Wednesday, June 9th 2021, 5:01 pm - New research shows that solar particles get their aurora-sparking energy by 'surfing' on plasma waves.
New research into the Northern and Southern Lights has uncovered the energy source that powers these remarkable displays, solving a long-standing mystery about their origins.
Each display of the auroras that stretches across the night sky is caused by a bombardment of solar particles from space. These particles originate from the solar wind and become trapped in Earth's geomagnetic field as they flow past the planet. They then stream down into the upper atmosphere, where they smack into atoms and molecules of oxygen and nitrogen, causing them to emit tiny flashes of coloured light. It's these flashes of light — millions upon millions of them — that combine to form the auroras.
This view of the Aurora Borealis was captured from Yellowknife, NWT, on October 24, 2011. Credit: AuroraMAX/Canadian Space Agency
One vital piece of this process has been missing up until now, though. When the solar particles (typically electrons) become trapped in Earth's magnetic field, they don't have the energy required to produce auroras.

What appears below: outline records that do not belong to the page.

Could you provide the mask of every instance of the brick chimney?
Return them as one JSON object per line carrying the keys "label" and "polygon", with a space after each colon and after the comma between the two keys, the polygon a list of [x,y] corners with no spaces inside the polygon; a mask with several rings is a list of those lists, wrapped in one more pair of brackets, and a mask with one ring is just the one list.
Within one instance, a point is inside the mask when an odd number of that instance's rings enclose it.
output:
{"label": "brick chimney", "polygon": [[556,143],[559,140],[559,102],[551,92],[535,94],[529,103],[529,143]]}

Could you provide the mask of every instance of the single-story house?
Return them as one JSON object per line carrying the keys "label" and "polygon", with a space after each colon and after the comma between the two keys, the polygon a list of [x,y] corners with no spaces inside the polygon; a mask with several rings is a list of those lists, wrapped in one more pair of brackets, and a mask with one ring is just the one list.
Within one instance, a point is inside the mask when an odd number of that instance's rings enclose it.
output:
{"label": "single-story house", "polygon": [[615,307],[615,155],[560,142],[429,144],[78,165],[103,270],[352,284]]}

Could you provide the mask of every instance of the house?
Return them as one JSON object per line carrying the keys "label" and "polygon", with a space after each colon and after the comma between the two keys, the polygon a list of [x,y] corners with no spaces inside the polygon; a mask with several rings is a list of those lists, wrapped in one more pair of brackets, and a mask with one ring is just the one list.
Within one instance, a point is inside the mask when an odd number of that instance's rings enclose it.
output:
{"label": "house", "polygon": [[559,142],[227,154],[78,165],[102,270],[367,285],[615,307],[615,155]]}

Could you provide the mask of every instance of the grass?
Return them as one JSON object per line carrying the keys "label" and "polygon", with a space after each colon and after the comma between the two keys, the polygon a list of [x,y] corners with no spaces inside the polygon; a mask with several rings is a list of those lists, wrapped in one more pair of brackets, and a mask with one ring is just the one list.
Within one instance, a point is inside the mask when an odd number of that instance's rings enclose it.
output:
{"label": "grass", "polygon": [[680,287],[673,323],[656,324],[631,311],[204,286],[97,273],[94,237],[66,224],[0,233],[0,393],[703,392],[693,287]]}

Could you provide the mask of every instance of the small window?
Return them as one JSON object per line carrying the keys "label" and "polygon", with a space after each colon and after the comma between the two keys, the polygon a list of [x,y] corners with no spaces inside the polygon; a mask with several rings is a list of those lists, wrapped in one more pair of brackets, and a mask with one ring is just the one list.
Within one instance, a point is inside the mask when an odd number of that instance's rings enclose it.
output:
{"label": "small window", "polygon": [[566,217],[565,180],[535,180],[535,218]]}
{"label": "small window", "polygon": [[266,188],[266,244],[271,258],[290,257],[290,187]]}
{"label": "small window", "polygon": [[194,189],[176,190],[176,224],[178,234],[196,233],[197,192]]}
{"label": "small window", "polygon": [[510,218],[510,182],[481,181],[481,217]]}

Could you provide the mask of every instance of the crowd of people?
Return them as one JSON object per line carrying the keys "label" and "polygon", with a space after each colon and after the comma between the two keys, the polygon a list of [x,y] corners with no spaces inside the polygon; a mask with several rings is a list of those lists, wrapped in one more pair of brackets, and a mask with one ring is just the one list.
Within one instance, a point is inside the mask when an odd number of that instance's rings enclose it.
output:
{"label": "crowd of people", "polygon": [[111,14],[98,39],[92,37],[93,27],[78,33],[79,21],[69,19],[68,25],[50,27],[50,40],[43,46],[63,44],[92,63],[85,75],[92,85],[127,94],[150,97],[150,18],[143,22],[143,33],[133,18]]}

So, somewhere between becoming trapped and when they stream down into the atmosphere, they must gather tremendous amounts of energy. The question is, what is the source of this energy?
The basic processes that lead to auroras are illustrated here, from (a) solar wind particles becoming trapped in Earth's magnetic field, (b) a "magnetic reconnection" of as magnetic field lines are pressed together, (c) particles trapped on that field line stream down into the atmosphere, and (d) produce auroras. Credit: NASA
According to NASA, satellite measurements of the auroras and Earth's magnetic field led to the idea that this energy could come from a specific type of plasma wave, known as Alfven waves.

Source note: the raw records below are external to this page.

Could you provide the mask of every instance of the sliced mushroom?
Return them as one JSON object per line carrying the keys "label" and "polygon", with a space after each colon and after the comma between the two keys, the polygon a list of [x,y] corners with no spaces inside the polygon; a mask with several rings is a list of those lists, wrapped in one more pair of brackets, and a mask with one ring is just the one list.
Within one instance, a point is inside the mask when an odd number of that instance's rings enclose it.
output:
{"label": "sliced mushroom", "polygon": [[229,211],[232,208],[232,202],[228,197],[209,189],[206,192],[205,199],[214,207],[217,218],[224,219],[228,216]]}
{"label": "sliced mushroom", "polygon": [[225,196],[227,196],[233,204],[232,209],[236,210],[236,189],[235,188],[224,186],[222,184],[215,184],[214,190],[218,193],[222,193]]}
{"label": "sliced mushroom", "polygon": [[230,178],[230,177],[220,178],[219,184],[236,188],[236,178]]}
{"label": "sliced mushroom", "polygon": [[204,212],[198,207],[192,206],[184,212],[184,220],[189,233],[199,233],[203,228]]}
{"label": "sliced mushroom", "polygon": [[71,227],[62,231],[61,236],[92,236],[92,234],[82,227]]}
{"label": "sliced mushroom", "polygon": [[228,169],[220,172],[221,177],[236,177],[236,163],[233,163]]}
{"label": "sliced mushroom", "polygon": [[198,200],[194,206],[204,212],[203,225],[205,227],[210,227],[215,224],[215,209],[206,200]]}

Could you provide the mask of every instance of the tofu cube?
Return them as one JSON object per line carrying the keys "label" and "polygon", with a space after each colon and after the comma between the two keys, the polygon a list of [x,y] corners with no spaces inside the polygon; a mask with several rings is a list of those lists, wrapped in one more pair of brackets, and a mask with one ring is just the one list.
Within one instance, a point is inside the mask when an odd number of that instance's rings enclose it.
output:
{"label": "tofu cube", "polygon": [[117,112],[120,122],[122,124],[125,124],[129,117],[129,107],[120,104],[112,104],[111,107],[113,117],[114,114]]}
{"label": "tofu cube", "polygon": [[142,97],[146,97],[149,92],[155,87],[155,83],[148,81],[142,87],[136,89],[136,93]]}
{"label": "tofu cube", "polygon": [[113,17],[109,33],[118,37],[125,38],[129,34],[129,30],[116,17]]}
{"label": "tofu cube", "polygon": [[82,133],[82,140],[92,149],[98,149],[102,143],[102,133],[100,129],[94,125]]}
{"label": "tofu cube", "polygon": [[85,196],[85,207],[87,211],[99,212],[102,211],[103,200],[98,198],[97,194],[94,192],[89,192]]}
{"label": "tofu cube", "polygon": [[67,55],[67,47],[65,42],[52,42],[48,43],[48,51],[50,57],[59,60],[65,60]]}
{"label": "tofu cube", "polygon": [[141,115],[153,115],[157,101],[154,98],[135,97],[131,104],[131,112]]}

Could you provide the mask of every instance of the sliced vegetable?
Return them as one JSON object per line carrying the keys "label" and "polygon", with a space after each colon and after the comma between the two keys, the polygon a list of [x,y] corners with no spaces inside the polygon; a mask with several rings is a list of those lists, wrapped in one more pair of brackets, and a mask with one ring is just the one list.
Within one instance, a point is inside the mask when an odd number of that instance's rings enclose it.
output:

First proposed in 1942 by Swedish physicist Hannes Alfven, an Alfven wave is a wave of motion travelling through a plasma, due to the influence of electric and magnetic fields. In the case of auroras, the plasma is the particles flowing on the solar wind, and the magnetic field is Earth's geomagnetic field. As the two interact, it generates a physical wave of motion through the plasma, which travels along the magnetic field.
Even with satellites spotting Alfven waves at the same time that auroras were occurring, the measurements couldn't directly link the two phenomena.

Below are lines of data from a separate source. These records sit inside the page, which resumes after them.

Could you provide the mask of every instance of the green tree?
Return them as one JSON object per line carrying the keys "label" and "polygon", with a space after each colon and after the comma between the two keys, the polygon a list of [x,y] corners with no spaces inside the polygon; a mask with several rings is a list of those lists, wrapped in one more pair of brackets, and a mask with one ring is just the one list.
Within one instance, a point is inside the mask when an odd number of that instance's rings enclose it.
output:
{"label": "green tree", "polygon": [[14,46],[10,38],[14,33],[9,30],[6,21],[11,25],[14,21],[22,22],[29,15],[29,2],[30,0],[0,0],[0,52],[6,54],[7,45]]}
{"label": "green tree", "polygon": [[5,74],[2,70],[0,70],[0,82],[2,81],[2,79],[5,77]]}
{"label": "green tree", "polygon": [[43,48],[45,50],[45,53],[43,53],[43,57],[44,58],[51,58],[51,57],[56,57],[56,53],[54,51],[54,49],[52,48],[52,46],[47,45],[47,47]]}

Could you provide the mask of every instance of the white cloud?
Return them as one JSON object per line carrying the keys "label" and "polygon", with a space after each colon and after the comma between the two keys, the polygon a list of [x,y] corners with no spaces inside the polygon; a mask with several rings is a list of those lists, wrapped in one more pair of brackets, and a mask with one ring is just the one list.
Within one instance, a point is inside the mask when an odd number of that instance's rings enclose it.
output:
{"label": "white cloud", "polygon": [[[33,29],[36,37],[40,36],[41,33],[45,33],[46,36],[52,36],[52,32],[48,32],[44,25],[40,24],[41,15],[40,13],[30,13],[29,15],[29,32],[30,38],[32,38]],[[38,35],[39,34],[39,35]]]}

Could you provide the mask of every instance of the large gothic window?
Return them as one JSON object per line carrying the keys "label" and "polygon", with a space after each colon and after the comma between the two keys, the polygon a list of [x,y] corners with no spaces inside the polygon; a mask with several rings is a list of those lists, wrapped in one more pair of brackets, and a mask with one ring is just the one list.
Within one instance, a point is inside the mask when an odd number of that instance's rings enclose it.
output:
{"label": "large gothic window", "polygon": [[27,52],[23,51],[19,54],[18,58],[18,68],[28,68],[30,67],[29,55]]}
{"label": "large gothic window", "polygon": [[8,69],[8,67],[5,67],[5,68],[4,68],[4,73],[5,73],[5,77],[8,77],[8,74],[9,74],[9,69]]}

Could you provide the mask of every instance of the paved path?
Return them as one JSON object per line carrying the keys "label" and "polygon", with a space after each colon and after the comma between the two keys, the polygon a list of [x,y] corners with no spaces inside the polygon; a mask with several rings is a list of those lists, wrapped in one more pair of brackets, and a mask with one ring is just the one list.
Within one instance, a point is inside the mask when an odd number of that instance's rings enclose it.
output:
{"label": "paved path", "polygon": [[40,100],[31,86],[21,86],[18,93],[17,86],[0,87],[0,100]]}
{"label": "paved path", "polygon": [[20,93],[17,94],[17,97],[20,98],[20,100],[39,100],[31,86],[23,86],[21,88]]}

To more directly test this connection, Dr. Jim Schroeder, an Assistant Professor of Physics at Wheaton College in Illinois, led a team of scientists in performing laboratory experiments. Using the Large Plasma Device (LAPD) at UCLA's Basic Plasma Science Facility, they sent Alfven waves travelling down the device's chamber at high speed, matching how these waves travel in space. Observing the electrons in the plasma chamber, they saw the particles being picked up and carried along by the Alfven waves, drawing energy from the waves as they 'surfed' along.
"Picture electrons surfing on waves," Schroeder said in a Wheaton College press release. "Just as a surfer gains speed on an ocean wave, we found that electrons are propelled from space toward Earth by powerful electromagnetic waves."
Their research was just published in the journal Nature Communications and is being presented this week at the 238th annual meeting of the American Astronomical Society.
This diagram shows the same basic processes of the solar wind producing auroras, but adding in the vital component of Alfven waves travelling down the magnetic field towards Earth. These Alfven waves pick up electrons along the way, accelerating them and providing them with the energy they need to produce vivid auroras. Credit: Austin Montelius, College of Liberal Arts and Sciences, University of Iowa
"The idea that these waves can energize the electrons that create the aurora goes back more than four decades, but this is the first time we've been able to confirm definitively that it works," study co-author Craig Kletzing, a professor in the Department of Physics and Astronomy at the University of Iowa, said in a press release. "These experiments let us make the key measurements that show that the space measurements and theory do, indeed, explain a major way in which the aurora are created."